Isolation of Rat Retinal Müller Cells
Müller cells were isolated from rat retinas by density gradient centrifugation as described by Guidry,17 with some modifications. A pool of 12 retinas (six rats) was used for each of the gradient purification. The retinas were digested with papain/DNase (Papain Dissociation System; Worthington Biochemicals, Lakewood, NJ) for 40 minutes at 37°C, mechanically dissociated, and the single-cell suspension was layered on a continuous 0% to 50% Percoll (Amersham Biosciences, Piscataway, NJ) gradient in Dulbecco’s modified Eagle’s medium (DMEM). After centrifugation at 800g for 20 minutes, 11 1-mL fractions were collected, starting from the top of the gradient. The Percoll was removed by dilution with DMEM followed by centrifugation, and the pelleted cells were resuspended in fresh medium. A drop of each gradient-fraction cell suspension was spread on glass microscope slides and examined by phase-contrast microscopy to identify the Müller-enriched fractions. Müller cells were easily recognized on the basis of their characteristic bipolar shape and were found to concentrate in fractions 3 and 4 (1.05–1.06 g/L density). The Müller-enriched fractions were then immediately pooled for RNA isolation.

Immunocytochemistry
To confirm the enrichment and purity of the isolated Müller cells, cells recovered from each gradient fraction were analyzed by indirect immunofluorescence. Immunostaining was performed as described,18 with the following primary antibodies: mouse anti-pig vimentin (1:100 dilution; clone V9; Sigma-Aldrich, St. Louis, MO) and mouse anti-sheep glutamine synthetase (GS; 1 µg/mL; Chemicon International, Temecula, CA) for Müller cells; mouse anti-rat Mac1 (10 µg/mL; clone OX-42; Chemicon), mouse anti-phosphotyrosine (PY; 4 µg/mL; clone 4G10, Upstate Biotechnology, Lake Placid, NY), and isolectin B4 (20 µg/mL; Vector Laboratories, Burlingame, CA) for microglia; rabbit anti-cow neuron-specific enolase (NSE; 1:100; Chemicon) for neurons; rabbit anti-human von Willebrand factor (1:1000; Dako, Carpinteria, CA) for endothelial cells; and mouse anti-human {alpha}-smooth muscle actin (1 µg/mL; Dako) for pericytes and smooth muscle cells. Rabbit anti-cow GFAP antibodies (1:3000; Dako) were used to identify astrocytes. However, because in the diabetic retina Müller cells become strongly immunoreactive for GFAP, double labeling for GFAP and vimentin was used to discriminate between astrocytes (GFAP+/vimentin) and Müller cells (GFAP+/vimentin+). Slides were mounted in anti-fade medium containing DAPI (Vectashield-DAPI; Vector Laboratories) to counterstain the nuclei. Specificity of the immunostaining was verified by substituting the primary antibodies with an equivalent dilution/concentration of the appropriate nonimmune IgG (not shown).
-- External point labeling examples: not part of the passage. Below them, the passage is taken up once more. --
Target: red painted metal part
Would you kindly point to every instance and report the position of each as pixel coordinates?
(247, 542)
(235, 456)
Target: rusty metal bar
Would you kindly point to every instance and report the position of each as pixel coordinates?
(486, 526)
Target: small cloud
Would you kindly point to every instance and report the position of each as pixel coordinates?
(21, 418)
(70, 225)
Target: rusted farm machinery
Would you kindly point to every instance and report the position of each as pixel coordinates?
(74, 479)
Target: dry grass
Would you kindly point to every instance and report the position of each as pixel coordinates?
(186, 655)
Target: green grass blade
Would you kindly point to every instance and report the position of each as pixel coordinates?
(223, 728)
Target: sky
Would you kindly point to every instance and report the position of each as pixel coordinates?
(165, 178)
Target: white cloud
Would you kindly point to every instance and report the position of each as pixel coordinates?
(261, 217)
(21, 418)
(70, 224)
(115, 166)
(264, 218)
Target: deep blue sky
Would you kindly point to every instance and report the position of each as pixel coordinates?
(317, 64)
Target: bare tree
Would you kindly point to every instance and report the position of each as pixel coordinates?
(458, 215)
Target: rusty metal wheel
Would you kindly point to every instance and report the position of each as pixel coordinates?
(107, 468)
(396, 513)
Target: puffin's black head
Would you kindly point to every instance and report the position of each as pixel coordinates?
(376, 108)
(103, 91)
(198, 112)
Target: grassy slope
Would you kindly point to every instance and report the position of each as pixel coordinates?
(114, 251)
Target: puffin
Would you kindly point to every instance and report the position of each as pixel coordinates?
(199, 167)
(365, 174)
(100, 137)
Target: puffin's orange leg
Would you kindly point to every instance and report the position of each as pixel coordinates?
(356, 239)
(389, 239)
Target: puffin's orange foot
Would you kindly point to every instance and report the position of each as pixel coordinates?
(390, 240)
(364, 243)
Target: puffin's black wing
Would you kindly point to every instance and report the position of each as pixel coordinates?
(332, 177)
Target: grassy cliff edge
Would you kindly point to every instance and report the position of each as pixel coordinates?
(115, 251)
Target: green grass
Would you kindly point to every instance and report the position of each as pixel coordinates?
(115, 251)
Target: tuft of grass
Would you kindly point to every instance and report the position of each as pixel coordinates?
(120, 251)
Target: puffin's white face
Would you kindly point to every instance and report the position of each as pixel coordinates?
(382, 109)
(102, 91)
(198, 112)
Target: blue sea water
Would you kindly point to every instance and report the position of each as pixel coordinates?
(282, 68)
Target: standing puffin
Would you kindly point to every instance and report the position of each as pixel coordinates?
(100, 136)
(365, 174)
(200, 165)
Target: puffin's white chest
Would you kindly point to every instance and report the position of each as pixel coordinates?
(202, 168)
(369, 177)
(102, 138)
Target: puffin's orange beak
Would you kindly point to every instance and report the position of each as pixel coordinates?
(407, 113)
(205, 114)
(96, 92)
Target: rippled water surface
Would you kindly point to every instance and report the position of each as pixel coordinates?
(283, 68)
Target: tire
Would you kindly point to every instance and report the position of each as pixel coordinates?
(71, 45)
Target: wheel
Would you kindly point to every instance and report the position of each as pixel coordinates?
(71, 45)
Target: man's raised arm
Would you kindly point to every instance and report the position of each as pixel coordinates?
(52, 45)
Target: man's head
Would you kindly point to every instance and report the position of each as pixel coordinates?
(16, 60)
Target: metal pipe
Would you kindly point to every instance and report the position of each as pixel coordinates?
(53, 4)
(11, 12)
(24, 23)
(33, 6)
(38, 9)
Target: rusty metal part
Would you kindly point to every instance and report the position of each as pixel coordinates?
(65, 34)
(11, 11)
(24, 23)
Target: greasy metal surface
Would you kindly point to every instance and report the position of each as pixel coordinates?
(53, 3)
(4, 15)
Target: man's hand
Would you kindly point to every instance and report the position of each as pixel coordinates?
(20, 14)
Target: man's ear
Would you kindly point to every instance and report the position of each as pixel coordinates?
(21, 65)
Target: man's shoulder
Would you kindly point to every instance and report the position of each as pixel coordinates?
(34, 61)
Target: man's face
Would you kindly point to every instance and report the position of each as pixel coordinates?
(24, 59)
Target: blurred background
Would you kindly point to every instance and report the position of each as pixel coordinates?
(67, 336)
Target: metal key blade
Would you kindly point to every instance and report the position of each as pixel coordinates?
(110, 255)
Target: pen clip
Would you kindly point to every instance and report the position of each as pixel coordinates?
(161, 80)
Müller Cells RNA Isolation and Microchip Array Hybridization
Total RNA was isolated from Müller cells (RNeasy Mini Kit; Qiagen, Valencia, CA) according to recommended Affymetrix (Santa Clara, CA) protocols. In the case of diabetic animals, RNA isolated from Müller-cells obtained from two density gradients, corresponding to the retinas of 12 diabetic rats, was pooled for the gene expression analysis and assayed in duplicate. In the case of control animals, three independent RNA pools (each corresponding to the retinas of 12 control rats) were obtained and independently assayed. Gene expression profiling was performed with the GeneChip Rat Genome RG-U34A array (Affymetrix). Five micrograms of RNA were used for each of the five array hybridizations (two diabetic and three nondiabetic control rats). Preparation of biotinylated cRNA, GeneChip hybridization, staining, and scanning of the arrays were performed according to recommended Affymetrix protocols19 by the Harvard Medical School, Partners Healthcare Center for Genetics and Genomics Core Laboratory (Cambridge, MA; http://www.hpcgg.org/Affy/index.html). After hybridization (Model 320 oven; Affymetrix), washing and staining of arrays were performed with the GeneChip Fluidics Station 400 (Affymetrix). Arrays were then scanned (GeneArray Scanner 2500; Affymetrix) using the Microarray Suite 5.0 software (Affymetrix).

Array Data Analysis
The microarray data were imported into the Rosetta Resolver system for gene expression data analysis (Rosetta Biosoftware, Kirkland, WA). After data preprocessing (background correction and intrachip normalization) the Rosetta Resolver system Affymetrix GeneChip error model was used to create an intensity profile for each microarray. Intensity profiles were first analyzed using the Rosetta Resolver system one-sided error-weighted ANOVA, which uses an input error estimate in conjunction with the observed input value to produce variance estimates within and between the two groups. Next, the Rosetta Resolver system Ratio Builder was used to calculate the changes (x-fold) and ratio probabilities for the differential expression between diabetic and control samples. (Detailed information on the Rosetta Resolver system Affymetrix GeneChip error model, error-weighted ANOVA, and Ratio Building error model can be found at http://www.rosettabio.com/tech.) Only those genes with an ANOVA P ≤ 0.05, a ratio P ≤ 0.05, and a change in expression of twofold or more were considered to be significantly differentially expressed genes. The genes whose expression was affected by diabetes were assigned to functional categories based on Affymetrix and National Center for Biotechnology Information (NCBI; Bethesda, MD) annotations and data from the literature.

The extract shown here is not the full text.